Theory Tree_Relabelling
subsection ‹Tree relabelling›
theory Tree_Relabelling imports
Applicative_State
Applicative_Option
Applicative_PMF
"HOL-Library.Stream"
begin
unbundle applicative_syntax
adhoc_overloading Applicative.pure pure_option
adhoc_overloading Applicative.pure State_Monad.return
adhoc_overloading Applicative.ap State_Monad.ap
text ‹ Hutton and Fulger \<^cite>‹"HuttonFulger2008TFP"› suggested the following tree relabelling problem
as an example for reasoning about effects. Given a binary tree with labels at the leaves, the
relabelling assigns a unique number to every leaf. Their correctness property states that the
list of labels in the obtained tree is distinct. As observed by Gibbons and Bird \<^cite>‹"backwards"›,
this breaks the abstraction of the state monad, because the relabeling function must be run.

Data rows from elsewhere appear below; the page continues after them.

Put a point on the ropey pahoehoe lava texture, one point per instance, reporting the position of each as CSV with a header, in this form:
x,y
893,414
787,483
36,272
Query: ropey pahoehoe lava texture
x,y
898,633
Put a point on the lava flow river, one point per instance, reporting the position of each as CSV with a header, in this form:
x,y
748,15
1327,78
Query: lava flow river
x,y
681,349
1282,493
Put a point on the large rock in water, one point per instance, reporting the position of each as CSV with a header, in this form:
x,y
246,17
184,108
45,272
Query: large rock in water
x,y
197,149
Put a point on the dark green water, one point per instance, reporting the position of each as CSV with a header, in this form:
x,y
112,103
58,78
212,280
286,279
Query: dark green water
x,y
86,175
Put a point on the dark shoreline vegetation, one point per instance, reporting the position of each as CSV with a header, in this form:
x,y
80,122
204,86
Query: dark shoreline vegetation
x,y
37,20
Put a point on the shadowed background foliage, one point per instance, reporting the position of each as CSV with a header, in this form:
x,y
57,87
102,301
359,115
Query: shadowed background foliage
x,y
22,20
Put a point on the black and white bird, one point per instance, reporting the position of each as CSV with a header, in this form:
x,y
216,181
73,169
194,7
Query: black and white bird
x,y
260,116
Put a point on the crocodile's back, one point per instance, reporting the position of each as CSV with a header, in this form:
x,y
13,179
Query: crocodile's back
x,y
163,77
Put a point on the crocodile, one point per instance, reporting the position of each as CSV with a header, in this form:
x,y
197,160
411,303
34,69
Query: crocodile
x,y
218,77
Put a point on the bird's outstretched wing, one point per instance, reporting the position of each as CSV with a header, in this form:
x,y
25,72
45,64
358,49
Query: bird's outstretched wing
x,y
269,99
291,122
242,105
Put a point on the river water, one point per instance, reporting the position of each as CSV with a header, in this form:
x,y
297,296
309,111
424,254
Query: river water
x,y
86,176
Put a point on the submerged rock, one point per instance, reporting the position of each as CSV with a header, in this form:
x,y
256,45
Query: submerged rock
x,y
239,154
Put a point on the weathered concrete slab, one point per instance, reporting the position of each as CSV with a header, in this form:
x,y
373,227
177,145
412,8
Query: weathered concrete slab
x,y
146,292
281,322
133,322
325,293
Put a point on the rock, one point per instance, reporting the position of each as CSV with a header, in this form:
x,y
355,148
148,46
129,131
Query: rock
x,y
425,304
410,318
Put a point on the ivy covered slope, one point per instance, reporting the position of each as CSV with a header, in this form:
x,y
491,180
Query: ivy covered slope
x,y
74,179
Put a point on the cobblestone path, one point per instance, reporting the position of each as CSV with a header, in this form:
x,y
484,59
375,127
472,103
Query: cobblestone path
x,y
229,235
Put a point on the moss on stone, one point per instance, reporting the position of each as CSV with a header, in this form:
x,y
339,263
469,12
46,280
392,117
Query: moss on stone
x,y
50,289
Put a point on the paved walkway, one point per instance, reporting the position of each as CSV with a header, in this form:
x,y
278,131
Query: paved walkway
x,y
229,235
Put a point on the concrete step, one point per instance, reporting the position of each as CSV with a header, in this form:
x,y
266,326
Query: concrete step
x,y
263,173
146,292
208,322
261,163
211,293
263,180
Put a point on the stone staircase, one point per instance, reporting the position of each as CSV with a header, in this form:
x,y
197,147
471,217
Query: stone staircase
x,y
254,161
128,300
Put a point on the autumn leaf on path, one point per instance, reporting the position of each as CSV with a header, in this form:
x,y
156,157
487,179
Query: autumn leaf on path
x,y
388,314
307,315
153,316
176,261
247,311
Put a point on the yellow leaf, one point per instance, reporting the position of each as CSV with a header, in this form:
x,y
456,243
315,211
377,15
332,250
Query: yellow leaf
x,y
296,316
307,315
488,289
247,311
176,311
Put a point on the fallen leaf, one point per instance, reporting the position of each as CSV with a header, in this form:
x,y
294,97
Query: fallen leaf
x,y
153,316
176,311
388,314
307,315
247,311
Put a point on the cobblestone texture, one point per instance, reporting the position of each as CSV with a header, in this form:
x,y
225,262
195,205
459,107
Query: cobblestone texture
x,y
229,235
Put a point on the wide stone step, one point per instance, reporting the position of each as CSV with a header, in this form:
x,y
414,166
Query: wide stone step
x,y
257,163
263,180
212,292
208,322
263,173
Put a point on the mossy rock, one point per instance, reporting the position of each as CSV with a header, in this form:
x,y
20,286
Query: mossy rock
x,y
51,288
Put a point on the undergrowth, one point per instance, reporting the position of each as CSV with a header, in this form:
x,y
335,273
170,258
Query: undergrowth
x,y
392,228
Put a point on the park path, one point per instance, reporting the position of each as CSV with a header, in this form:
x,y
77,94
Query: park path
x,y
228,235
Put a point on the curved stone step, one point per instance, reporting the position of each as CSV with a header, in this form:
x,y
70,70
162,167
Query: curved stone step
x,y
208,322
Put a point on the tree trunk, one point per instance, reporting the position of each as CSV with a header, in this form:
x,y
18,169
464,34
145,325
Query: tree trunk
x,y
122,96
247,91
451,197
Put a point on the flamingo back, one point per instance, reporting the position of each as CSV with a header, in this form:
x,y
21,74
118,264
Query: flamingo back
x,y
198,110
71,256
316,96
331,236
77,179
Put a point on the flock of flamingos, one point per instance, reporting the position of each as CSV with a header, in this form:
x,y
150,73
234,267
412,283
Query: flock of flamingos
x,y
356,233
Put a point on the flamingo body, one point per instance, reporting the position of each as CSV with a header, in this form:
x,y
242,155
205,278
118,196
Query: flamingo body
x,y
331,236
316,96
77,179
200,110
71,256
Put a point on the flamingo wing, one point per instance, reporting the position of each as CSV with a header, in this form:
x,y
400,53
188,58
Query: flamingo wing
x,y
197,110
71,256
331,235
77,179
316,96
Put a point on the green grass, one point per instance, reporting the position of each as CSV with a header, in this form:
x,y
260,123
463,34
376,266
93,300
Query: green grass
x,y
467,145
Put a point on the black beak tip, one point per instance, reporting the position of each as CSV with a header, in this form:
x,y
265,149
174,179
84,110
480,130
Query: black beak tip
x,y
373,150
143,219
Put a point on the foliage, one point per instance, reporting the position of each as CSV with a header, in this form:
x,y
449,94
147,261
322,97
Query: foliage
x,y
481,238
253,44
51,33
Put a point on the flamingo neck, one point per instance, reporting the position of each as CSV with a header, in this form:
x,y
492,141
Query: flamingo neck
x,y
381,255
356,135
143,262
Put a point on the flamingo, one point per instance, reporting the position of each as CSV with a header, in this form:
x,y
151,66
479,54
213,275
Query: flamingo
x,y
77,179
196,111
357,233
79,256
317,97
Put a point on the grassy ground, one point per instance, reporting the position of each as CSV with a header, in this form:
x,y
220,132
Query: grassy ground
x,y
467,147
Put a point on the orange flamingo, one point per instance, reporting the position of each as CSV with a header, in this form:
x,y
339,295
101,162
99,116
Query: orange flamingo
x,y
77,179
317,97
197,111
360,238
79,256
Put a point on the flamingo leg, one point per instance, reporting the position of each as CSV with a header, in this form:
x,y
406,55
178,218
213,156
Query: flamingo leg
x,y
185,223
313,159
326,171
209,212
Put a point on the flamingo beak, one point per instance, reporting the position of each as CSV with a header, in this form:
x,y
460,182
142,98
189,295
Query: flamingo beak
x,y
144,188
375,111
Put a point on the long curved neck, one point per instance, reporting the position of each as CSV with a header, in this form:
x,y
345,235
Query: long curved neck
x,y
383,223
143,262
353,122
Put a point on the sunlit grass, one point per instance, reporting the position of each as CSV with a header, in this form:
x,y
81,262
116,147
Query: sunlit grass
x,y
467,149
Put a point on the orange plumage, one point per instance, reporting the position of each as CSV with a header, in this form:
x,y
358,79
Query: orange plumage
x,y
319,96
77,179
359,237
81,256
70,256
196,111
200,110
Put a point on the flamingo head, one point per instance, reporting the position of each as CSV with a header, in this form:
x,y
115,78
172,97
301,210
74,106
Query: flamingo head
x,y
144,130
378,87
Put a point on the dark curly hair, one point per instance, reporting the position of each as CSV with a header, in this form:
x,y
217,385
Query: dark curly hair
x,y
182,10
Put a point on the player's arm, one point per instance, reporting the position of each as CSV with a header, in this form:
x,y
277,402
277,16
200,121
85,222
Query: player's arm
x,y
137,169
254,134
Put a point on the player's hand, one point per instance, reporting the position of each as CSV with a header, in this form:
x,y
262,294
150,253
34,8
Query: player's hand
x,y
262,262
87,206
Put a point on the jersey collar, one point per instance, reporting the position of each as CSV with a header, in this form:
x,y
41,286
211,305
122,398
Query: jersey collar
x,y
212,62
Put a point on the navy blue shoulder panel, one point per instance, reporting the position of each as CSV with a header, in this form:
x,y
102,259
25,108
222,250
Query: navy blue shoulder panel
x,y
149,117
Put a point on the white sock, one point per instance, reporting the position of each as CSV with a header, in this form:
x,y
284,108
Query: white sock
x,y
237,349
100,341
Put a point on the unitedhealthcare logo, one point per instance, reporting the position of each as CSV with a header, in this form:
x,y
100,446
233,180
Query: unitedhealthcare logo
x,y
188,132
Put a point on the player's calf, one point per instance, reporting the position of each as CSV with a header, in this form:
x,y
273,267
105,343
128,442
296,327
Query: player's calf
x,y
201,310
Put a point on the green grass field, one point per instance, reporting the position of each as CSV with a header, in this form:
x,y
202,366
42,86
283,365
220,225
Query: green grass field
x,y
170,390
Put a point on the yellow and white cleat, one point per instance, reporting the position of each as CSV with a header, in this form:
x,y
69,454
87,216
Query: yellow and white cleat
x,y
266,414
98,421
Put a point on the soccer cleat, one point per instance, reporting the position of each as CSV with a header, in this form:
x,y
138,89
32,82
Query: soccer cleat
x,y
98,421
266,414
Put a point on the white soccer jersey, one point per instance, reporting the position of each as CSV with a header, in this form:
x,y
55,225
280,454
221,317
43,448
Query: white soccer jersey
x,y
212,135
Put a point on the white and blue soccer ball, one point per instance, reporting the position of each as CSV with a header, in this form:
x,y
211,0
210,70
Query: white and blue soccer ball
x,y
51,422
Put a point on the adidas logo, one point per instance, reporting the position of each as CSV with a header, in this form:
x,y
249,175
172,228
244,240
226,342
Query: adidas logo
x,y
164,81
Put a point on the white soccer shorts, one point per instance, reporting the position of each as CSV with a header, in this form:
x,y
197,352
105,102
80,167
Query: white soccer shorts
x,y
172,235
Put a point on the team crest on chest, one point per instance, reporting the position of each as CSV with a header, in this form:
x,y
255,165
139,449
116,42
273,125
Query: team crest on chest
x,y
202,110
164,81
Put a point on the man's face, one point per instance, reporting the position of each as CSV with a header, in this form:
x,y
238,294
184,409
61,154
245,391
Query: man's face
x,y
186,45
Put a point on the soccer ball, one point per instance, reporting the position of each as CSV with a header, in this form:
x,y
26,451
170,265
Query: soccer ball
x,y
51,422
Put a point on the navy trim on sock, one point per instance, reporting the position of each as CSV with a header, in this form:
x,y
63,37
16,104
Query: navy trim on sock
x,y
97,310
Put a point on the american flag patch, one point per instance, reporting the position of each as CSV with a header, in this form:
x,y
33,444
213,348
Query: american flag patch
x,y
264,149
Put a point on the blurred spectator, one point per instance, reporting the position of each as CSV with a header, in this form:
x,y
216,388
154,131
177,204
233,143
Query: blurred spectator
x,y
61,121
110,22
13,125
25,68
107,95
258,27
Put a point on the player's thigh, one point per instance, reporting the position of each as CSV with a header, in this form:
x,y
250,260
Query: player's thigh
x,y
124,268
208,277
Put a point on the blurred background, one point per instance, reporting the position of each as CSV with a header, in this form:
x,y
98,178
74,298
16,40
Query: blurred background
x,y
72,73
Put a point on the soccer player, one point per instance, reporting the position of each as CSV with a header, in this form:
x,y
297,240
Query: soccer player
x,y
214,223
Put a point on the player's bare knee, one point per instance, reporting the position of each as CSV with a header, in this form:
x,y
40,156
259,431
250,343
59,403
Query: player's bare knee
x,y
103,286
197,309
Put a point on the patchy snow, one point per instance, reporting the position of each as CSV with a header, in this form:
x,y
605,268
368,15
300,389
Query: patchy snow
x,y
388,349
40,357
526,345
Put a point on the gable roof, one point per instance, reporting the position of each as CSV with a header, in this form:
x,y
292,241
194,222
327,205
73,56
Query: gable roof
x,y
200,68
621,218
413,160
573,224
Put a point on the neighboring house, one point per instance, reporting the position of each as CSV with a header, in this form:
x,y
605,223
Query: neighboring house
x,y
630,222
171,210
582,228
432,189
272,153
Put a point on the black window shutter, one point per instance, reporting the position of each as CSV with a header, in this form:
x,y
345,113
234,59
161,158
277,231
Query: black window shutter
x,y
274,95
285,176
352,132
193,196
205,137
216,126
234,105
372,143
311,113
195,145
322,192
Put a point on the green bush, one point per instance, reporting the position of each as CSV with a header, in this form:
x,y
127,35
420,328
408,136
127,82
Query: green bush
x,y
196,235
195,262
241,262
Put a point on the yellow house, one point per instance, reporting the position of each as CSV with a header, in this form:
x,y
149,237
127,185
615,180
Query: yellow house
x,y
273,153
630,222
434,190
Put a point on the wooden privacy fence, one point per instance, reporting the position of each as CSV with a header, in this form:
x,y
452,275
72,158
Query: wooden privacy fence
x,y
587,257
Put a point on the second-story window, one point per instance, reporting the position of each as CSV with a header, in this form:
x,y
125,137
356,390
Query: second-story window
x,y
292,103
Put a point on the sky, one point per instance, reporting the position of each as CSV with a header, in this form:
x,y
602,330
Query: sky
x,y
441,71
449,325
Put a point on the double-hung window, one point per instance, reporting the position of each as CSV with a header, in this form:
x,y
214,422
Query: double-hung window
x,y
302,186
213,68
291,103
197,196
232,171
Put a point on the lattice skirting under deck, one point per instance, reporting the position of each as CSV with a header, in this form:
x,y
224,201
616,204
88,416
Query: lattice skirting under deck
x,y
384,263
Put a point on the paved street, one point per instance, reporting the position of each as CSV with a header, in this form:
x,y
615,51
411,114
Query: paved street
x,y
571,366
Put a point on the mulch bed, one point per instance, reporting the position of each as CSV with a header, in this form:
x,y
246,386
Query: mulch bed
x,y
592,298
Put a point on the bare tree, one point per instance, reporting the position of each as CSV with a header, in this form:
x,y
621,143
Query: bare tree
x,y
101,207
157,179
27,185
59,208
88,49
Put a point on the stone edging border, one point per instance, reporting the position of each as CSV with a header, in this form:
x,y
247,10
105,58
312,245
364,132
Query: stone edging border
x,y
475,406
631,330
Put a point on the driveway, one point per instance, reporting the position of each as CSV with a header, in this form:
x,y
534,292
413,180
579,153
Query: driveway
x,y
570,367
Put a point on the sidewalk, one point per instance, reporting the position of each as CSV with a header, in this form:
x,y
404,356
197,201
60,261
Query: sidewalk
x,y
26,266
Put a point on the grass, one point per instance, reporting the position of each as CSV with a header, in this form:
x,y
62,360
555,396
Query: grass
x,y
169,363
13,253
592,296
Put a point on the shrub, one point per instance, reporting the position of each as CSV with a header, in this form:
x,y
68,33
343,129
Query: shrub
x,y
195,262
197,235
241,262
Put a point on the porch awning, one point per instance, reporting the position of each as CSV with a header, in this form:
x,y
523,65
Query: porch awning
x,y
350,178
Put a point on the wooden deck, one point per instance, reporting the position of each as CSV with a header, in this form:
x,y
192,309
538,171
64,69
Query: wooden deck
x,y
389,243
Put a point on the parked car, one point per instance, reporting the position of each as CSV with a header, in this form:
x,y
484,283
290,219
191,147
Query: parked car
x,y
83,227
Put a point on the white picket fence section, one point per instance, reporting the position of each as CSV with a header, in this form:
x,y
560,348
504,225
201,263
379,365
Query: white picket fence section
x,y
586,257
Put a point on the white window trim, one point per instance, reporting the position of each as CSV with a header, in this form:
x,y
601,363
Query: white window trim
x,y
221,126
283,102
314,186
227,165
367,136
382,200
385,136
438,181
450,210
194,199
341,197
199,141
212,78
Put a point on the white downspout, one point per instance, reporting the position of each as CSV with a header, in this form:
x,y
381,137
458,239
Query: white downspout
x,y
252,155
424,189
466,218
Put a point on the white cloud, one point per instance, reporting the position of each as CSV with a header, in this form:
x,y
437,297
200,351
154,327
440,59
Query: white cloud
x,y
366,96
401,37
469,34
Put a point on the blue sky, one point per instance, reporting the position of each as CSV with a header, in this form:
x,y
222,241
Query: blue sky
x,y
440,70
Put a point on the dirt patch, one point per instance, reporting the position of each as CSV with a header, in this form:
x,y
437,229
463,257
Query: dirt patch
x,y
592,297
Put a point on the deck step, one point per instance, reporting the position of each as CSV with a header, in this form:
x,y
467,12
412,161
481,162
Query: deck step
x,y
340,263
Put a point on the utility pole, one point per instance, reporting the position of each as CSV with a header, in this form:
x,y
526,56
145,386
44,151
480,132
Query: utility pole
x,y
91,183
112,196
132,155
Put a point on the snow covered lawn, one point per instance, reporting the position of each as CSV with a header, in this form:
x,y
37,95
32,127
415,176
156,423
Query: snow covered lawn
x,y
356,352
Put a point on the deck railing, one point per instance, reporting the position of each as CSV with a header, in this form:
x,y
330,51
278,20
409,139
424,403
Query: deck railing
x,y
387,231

Although Hutton and Fulger are careful to reason in point-free style, they nevertheless unfold
the implementation of the state monad operations. Gibbons and Hinze \<^cite>‹"GibbonsHinze2011ICFP"›
suggest to state the correctness in an effectful way using an exception-state monad. Thereby, they
lose the applicative structure and have to resort to a full monad.
Here, we model the tree relabelling function three times. First, we state correctness in pure
terms following Hutton and Fulger. Second, we take Gibbons' and Bird's approach of considering
traversals. Third, we state correctness effectfully, but only using the applicative functors.
›